Sighs, Queens Determining Penis Size May Be Just a Finger Away HOW BIG ARE YOU?

By Cliff Dunn

The old canard about the size relation of one’s hands and feet to the length one’s penis has long been dispelled by competent experts. But researchers in South Korea say there may be a direct relationship between finger length and the longitude of one’s manhood.

According to researchers at Gachon University in Incheon, the inverse ratio of a man’s index finger to that of his ring finger is a dependable way to determine penile span.

Reporting last week in the Asian Journal of Andrology, Dr. Tae Beom Kim, a urologist, and colleagues studied 144 men age 20 and over. (The men were undergoing urological surgery for conditions having nothing to do with penis length.)

The subjects’ right index and ring fingers were measured for length prior to surgery. The subjects’ penis length was measured immediately after the subject was given anesthesia; length was measured while the penis was flaccid and after it had been stretched to its maximum protractedness.

(According to the researchers, the stretched length of one’s member is believed to correlate to its erect length.)

The researchers reported that, generally, the lower the ratio of the measure of both fingers, the longer was the penis’ stretched length.
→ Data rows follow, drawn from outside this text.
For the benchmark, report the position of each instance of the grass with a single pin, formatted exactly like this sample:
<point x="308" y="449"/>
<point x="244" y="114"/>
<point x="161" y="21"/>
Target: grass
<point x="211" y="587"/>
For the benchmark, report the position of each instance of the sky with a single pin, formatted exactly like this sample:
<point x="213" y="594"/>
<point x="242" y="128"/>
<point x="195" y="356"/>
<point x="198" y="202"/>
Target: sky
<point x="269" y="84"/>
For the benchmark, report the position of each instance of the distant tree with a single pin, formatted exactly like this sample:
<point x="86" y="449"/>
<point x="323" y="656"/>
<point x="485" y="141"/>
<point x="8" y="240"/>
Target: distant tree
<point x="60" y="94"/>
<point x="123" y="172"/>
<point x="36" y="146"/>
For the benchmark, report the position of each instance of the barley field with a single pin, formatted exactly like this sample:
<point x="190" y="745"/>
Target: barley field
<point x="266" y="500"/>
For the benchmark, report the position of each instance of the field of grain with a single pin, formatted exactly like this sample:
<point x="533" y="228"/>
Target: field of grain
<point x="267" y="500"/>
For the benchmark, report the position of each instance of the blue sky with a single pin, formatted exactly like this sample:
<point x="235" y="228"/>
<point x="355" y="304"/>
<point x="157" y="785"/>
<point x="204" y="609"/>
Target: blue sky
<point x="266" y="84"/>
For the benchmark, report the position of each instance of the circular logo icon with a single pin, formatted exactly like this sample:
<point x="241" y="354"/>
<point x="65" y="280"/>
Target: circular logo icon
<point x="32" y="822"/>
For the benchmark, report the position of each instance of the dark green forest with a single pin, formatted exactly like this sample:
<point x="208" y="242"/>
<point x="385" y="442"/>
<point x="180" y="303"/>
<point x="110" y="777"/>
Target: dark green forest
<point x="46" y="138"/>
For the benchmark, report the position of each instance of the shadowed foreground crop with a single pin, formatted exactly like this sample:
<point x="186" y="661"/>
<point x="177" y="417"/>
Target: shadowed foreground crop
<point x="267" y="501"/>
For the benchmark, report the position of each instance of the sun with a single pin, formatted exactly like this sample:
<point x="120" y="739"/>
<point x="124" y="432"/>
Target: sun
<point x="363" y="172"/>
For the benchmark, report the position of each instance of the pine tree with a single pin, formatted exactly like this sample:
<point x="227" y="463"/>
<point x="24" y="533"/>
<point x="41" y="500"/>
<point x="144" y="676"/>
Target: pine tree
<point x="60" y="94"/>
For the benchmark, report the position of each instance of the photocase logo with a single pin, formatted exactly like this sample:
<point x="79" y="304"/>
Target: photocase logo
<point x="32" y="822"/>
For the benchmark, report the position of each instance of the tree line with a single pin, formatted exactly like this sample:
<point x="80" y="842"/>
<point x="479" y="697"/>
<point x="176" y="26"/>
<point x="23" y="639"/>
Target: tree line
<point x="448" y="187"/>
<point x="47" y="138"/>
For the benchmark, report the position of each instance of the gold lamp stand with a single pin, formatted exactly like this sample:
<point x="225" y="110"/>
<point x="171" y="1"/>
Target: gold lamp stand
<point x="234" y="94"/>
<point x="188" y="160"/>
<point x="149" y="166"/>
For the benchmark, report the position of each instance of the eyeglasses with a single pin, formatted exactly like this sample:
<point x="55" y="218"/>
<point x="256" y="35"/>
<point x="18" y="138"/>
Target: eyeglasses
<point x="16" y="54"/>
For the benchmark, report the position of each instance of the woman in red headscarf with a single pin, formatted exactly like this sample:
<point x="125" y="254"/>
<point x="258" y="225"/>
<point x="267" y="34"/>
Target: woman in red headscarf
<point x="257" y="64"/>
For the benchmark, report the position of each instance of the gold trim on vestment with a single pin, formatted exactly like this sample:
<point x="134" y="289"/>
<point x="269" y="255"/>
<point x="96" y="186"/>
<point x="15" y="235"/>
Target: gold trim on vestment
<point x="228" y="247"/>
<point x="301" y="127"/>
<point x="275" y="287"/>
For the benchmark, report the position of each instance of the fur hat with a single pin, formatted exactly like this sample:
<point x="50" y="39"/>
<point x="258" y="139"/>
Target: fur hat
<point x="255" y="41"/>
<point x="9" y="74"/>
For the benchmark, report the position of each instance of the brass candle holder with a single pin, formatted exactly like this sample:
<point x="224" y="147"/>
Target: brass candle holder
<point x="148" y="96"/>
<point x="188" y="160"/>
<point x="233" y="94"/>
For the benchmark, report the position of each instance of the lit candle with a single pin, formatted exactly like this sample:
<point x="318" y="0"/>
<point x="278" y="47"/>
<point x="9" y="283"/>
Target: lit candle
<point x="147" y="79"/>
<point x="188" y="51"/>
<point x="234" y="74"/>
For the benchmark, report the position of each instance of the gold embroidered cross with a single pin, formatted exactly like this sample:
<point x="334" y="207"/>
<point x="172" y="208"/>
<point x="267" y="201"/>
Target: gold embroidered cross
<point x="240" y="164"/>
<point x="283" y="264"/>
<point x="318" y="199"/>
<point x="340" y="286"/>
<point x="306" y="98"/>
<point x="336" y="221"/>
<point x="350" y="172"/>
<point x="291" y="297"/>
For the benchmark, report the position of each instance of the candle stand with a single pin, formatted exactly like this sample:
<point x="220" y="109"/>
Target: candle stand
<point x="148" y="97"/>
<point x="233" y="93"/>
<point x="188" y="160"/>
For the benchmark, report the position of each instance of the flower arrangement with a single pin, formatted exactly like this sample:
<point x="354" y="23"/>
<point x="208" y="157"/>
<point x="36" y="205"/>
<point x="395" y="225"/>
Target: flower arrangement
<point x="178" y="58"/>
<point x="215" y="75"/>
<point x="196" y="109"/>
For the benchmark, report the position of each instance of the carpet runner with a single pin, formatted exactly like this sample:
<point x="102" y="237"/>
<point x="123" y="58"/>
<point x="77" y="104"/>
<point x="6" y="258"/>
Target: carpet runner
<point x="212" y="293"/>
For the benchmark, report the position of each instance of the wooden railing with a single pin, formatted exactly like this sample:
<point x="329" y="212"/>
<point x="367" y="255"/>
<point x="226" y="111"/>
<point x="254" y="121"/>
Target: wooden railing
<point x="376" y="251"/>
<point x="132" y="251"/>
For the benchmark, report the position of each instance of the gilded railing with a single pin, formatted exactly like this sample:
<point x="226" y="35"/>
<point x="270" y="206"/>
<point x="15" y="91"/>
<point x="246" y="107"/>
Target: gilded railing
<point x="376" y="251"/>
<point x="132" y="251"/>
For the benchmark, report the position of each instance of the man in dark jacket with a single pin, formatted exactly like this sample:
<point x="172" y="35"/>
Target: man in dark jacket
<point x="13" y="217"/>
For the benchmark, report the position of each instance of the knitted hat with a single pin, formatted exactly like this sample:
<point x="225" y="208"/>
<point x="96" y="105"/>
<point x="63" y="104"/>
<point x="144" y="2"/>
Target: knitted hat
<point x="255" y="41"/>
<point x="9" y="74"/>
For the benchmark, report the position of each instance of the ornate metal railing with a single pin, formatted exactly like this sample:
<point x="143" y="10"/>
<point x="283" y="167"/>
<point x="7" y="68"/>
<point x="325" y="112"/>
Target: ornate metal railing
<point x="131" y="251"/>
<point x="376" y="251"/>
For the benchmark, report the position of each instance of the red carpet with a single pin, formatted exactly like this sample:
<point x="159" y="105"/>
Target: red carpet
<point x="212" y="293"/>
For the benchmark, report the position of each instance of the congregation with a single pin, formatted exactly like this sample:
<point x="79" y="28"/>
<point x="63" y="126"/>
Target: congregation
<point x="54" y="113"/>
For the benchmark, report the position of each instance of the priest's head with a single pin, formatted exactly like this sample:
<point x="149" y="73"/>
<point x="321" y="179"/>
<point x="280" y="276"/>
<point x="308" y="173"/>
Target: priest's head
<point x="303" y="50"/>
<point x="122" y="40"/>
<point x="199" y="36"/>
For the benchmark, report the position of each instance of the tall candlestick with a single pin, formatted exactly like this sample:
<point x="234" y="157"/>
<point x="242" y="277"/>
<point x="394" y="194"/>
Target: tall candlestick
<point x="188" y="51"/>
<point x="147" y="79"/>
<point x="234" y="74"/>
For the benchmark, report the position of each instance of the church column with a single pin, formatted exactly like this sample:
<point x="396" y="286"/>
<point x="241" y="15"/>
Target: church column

If you’re tickled by the Korean “finger formula,” you’re not alone: a number of studies have concluded that the ratio of a man’s finger lengths is a function of exposure to the sex hormones estrogen and testosterone, pre-birth. Research suggests that the portion of one’s male anatomy could likewise be so determined.

More finger food for thought: Research from the University of Vienna found that males with the lower index-to-ring-finger ratio have more symmetrical faces and are more attractive to females; something called the “sexy ratio.” In 2010, British researchers from Warwick University and the Institute of Cancer Research found that a man’s risk for prostate cancer is also related to his ratio between the two digits: men with index fingers longer than their ring fingers were one-third less likely to develop prostate cancer. 


Photo: The new Korean study shows that John Manning – the ‘finger professor’ – was right… In his second book titled “The Finger Book”, Manning had pointed out that the length of the index finger correlates with the length, glans & volume of the penis.